- Born: 1928 Etawah, Uttar Pradesh
- Died: 3 September 2021 (aged 93) Hyderabad, Telangana
- Other name: Suraiya Appa
- Education: University of Cambridge
- Occupations: Textile conservator, textile designer
- Years active: 1950s–2021
- Spouse: Aurobindo Bose ​(m. 1955)​
- Relatives: Abid Hasan Safrani (uncle);

= Suraiya Hasan Bose =

Indian textile conservator (1928–2021)

Suraiya Hasan Bose (1928–2021) was an Indian textile conservator, designer, and manufacturer, who worked to preserve traditional Indian textile art and techniques. She worked with the Indian Cottage Industries Emporium and the Indian Handloom and Handicrafts Export Corporation before establishing her own textile manufacturing unit to produce traditional Indian textiles. Her designs have been exhibited at the Victoria and Albert Museum.

== Biography ==
Suraiya Hasan was born in 1928 in Etawah, Uttar Pradesh, and raised in Hyderabad, Telangana. Her father, Badrul Hasan, established a bookstore and a handicraft manufacturing unit in Hyderabad. His handicraft unit focused on manufacturing traditional Indian bidri (metalwork) objects. She studied textile design at Cambridge University. Her uncle was the Indian freedom fighter, Abid Hasan Safrani. She later married Aurobindo Bose, the nephew of Indian freedom fighter Subhash Chandra Bose. Her family were significant participants in the Swadeshi movement, a nationalist movement that focused on producing and using native Indian textiles over imported British cotton during colonial rule in India. She died on 3 September 2021, at the age of 93.

== Career ==
After studying textiles at Cambridge University, Hasan Bose joined the Indian Cottage Industries Emporium, a governmental organization dedicated to producing and manufacturing traditional Indian handicrafts. Along with Pupul Jaykar, from the 1950s she managed the Handloom and Handicraft Export Corporation, a public sector undertaking of the Government of India in Delhi, and directed their export unit. During her tenure in Delhi, she collaborated with Indian handloom artists and art conservators such as Kamaladevi Chattopadhyay, Martand Singh and Lakshmi Jain to revive traditional Indian handicrafts.
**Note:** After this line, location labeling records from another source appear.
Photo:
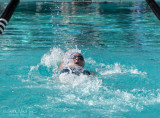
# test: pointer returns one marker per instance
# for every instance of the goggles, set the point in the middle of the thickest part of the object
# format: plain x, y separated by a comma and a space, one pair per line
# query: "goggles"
79, 57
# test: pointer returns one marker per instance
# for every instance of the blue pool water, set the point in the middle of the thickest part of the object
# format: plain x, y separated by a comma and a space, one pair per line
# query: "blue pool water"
120, 43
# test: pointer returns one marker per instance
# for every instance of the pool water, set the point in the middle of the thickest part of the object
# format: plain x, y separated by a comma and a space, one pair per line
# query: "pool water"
119, 41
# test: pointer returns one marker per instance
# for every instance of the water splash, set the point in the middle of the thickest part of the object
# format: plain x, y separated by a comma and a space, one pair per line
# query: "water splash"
91, 93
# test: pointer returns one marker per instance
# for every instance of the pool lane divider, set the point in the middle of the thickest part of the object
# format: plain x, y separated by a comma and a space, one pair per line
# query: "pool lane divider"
7, 14
155, 8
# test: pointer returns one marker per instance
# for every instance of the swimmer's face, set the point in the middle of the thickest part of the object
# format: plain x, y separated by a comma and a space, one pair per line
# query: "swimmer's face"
77, 60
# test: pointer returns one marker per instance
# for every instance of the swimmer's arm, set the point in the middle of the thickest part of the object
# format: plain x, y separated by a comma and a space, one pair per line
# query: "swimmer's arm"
61, 66
92, 73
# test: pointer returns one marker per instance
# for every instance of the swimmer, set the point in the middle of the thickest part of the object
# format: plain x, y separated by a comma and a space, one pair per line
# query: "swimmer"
73, 63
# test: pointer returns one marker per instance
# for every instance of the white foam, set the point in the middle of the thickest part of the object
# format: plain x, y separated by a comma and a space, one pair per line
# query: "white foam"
52, 58
120, 69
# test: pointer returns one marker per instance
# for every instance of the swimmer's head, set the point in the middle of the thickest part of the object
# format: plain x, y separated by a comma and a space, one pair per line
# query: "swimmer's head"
74, 58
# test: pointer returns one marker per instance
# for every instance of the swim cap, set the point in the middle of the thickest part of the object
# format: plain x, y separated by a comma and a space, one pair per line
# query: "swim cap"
69, 54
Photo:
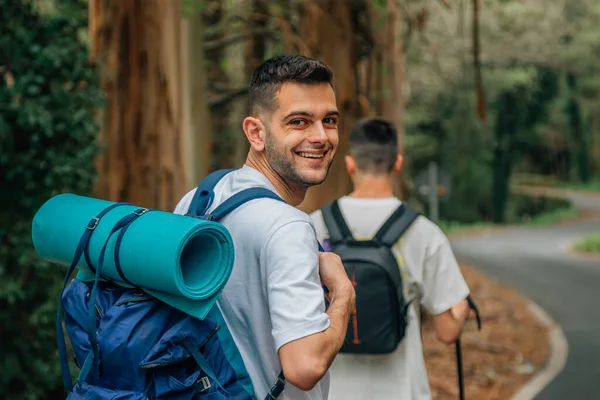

In the 1970s, Hasan Bose moved back to Hyderabad along with her uncle, freedom fighter Abid Hasan Safrani. She established a textile manufacturing unit on land provided by Safrani. Hasan Bose collaborated with Indian artists to revive two traditional textile forms that nearly ceased to exist. These included himru weave, which derives from Persian textiles and is a complicated brocade weave embroidered with silk, created on custom eight-pedal looms, as well as mushroo, a double-layered cotton and silk weave. Bose hired artisans, catalogued traditional and historical designs, and manufactured both, himru and mashru textiles, as well as other traditional textiles and techniques used in the creation of saris and fabrics, such as paithani, telia rumal, ikat, jamawar, and hand-painted kalamkari. Her unit is currently the only manufacturer of himru textile in India.

In addition to manufacturing textiles, Bose built an archive of traditional motifs for textile patterns in India, using these to create new designs and reconstructing heritage jaalas or graphs used to set looms for weaving patterns. Her original designs were exhibited in the Victoria and Albert Museum in 2015, as part of a special exhibit on the fabrics of India. Bose's designs were supplied chiefly to Indian designers, as well as to Fabindia, but also exported Indian textiles. Bose also established a training unit, in order to teach handloom, weaving, and textile art to widows who did not have other options for employment, as well as a school to provide free education to the families of weavers and handloom artists. In 2019, Bose was the subject of a book that recorded her contributions to textile conservation in India.